Upbeat ‘80s music plays over the loudspeakers at the Rockville location of Tower Records, but they might as well be playing funeral hymns.

Things are looking bleak at the 46-year-old music retailer.

College students in sweatpants and middle-aged shoppers carry big stacks of CDs in their arms as they pass a sign that says, “If you don’t buy it now, it may not be here tomorrow.”

After 20 years on Rockville Pike, Tower Records in Rockville is closing Friday.

Everything in the store is being sold, the racks are nearly empty, and entire sections are cordoned off with yellow caution tape.

Even the fixtures are for sale. The large blue CD racks are going for $35 and the CD listening stations are being sold for $250.

When Max, an employee there, heard the location was closing, he thought it was about time.

“Honestly, I won’t really mind if it’s gone. The Internet is much better, whether you download music or buy CDs from Amazon.com,” he said. Max didn’t want to give his full name. He was hired about a month ago and was told that he would be helping to close down the store.

MTS Inc., the parent company of Tower Records, filed for bankruptcy protection in August 2004 and again in August 2006.

Two months later, the Great American Group, a corporate liquidation firm in Woodland Hills, Calif., bought the chain for an estimated $134 million at auction.

The next day, the company announced the liquidation of all Tower Records’ assets by the end of the year.

“I started coming here when I heard it was closing,” said Tzaldi Andoque, a young shopper in the DVD isle. “I don’t usually buy CDs. I get most of my music from ITunes because its more convenient.”

Tower Records has faced significant competition from online music download sites such as ITunes.com and online retailers such as Amazon.com.
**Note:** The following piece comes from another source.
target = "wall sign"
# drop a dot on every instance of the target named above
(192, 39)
“I would only go to a CD shop if I wanted to buy a present for a friend that didn’t have an ITunes account,” she said.

Still, others lament the loss of the music institution.

Phil Stevens, a computer programmer from Fairfax, says he’s going to miss his favorite CD shop.

“I liked Tower because they had some of the biggest varieties of music out there,” he said. “They had CDs that I couldn’t find anywhere else except for really niche music stores or Web sites.”

Mr. Stevens is a dedicated compact disk consumer, and says he is proud that he doesn’t own an IPod.

“I hate MP3s. The quality of sound is important to me when I listen to music, and MP3s don’t have the kind of quality I desire.”

MP3s are digital audio files that are commonly used by consumers who download and share digital music.

“I guess digital music is the wave of the future,” Mr. Stevens said. “People don’t care that they are not buying something tangible, like a CD.”

Mr. Stevens admitted, though, that he had problems with Tower.

“I will admit that their prices were kind of high. In the ‘90s I used to come here every two months and spend $100 on CDs. But when their prices started going from $15 to $26, that’s when I started cutting back on CDs.

“The liquidation of Tower Records is just another shovel of dirt on the grave.”